Ready to work
Holding leadership positions also prepares you for the work world, where time management, team building and organization become critical factors to career success.
"Students who involve themselves in leadership opportunities become better organized," says Tania Castro, director of college counseling at Palmer Trinity School in Miami and former regional admissions director for the University of Pennsylvania.
"They gain an understanding of the politics of working within an organization and realize the benefits of teamwork," she adds. "Generally students also gain confidence in themselves and the ability to contribute to the bigger picture."
Of course, there are challenges and risks involved with leading at the high school level. Your skills are tested. Your character is refined. Your time is stretched. And not everyone will appreciate your efforts.
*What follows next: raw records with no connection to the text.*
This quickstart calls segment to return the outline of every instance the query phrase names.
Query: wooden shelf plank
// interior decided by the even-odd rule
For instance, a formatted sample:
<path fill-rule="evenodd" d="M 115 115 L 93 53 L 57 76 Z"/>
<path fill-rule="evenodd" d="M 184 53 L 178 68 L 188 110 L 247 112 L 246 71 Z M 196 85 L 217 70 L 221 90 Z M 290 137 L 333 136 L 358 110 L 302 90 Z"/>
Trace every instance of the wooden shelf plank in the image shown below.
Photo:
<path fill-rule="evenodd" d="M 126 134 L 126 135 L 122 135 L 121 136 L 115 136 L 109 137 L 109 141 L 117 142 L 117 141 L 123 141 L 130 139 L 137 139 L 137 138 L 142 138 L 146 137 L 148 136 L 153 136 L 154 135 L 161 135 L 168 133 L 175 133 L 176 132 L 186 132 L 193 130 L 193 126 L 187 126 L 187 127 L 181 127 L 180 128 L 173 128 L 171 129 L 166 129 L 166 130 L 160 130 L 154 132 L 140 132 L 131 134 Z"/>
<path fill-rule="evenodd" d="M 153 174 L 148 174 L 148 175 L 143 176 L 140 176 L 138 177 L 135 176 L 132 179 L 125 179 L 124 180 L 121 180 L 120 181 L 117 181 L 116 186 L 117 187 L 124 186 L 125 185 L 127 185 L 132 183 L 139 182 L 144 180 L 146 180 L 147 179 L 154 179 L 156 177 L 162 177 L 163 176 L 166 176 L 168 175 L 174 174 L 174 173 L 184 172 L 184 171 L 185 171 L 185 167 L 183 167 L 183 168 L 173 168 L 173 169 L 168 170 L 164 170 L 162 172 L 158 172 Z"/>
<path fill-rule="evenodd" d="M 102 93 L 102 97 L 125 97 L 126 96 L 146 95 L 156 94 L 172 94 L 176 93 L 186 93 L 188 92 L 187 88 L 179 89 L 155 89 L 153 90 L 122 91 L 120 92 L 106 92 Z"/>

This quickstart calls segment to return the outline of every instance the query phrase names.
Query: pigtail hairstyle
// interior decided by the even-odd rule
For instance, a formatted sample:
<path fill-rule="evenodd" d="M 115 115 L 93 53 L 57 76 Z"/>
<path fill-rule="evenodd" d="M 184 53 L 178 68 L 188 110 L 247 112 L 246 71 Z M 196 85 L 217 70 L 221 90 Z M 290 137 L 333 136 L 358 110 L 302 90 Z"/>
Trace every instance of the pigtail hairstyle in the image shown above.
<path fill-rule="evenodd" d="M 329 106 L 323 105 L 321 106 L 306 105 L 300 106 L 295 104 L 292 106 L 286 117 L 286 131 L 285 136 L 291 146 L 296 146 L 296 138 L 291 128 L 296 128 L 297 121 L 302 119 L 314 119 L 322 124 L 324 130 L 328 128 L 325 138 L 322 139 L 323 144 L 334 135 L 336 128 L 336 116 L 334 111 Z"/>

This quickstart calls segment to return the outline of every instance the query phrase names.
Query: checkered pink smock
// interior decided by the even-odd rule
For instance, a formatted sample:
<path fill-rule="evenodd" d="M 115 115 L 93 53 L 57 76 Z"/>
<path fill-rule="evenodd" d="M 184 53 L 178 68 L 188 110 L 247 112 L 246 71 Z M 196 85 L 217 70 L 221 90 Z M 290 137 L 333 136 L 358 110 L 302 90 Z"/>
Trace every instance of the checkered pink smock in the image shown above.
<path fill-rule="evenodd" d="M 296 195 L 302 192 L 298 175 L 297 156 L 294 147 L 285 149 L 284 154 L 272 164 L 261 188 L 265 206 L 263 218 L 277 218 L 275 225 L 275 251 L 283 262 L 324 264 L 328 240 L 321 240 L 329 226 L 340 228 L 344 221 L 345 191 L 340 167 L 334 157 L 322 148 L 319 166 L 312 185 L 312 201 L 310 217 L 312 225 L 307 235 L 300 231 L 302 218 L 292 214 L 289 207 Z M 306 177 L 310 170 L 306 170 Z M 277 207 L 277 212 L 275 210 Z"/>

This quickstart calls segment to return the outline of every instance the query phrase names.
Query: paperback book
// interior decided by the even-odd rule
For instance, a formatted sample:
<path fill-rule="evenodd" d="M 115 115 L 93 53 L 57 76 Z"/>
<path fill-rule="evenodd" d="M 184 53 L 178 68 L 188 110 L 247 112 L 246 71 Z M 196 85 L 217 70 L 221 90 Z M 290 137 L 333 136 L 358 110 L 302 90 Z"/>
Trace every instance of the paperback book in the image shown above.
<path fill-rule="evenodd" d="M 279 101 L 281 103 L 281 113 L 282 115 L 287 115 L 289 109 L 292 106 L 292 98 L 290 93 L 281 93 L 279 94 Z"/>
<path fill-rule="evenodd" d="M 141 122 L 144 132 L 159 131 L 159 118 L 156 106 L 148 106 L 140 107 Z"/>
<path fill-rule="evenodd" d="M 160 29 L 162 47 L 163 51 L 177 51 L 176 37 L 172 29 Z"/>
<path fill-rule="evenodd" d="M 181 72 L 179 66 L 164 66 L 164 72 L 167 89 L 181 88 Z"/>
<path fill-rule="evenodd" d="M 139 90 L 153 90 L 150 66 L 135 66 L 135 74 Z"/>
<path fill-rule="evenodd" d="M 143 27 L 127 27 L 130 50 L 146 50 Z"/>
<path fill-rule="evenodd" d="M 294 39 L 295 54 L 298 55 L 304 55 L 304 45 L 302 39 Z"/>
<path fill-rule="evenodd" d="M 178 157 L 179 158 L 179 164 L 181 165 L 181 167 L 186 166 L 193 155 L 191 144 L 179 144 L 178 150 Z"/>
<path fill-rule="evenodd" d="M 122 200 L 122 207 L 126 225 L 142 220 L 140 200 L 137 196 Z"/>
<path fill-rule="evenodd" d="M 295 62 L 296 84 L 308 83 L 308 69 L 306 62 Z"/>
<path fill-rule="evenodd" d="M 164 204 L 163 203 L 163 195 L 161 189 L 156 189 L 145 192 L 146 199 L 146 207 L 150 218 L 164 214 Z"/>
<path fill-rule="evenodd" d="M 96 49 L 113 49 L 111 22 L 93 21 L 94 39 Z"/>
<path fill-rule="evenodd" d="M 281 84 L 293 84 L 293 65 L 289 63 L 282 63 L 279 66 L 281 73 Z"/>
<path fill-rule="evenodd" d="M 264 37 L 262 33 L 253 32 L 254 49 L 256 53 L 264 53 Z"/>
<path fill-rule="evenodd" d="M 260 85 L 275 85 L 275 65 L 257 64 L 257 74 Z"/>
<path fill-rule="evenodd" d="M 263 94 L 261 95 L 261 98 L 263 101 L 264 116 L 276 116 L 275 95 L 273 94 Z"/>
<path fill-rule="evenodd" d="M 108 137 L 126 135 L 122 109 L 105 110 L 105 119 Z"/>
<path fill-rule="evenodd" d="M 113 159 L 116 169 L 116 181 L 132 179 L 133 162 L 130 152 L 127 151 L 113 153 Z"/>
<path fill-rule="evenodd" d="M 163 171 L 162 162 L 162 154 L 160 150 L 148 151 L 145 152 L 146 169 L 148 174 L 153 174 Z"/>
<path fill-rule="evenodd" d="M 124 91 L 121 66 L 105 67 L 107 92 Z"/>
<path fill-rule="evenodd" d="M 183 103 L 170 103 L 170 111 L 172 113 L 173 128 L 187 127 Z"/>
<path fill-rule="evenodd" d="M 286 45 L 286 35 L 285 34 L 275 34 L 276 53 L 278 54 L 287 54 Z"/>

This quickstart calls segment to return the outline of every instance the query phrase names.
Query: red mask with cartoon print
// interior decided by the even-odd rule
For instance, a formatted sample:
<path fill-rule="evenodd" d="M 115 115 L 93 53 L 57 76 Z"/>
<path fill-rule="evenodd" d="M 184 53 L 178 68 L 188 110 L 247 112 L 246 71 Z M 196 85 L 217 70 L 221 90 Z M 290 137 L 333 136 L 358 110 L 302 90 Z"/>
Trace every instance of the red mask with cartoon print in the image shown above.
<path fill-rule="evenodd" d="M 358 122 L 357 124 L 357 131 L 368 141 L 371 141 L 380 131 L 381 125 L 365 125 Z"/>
"You have to be ready not to be liked by some," says Joshua Estrin, president of Concepts In Success, a consulting firm in Hollywood, Fla. "You have to be ready to be scared because it's very scary leading the pack. When you are leading you don't always have the answers."
Balance is key
Pursuing leadership opportunities in high school teaches you to find the answers and those problem solving skills will take you a long way in life. At the end of the day, experts agree that balance is crucial. Before you embark on world-changing initiatives, make sure you have the time, passion and resources to be effective.
"Find something that you love doing, become a leader in that area and maintain excellence," says Estrin. "You don't have to hold 10 positions to get noticed. Avoid burnout because that's an issue you will face in the workforce. Colleges and employers both want well-rounded people in their organizations."
If you want to change the world the best place to start just might be your high school.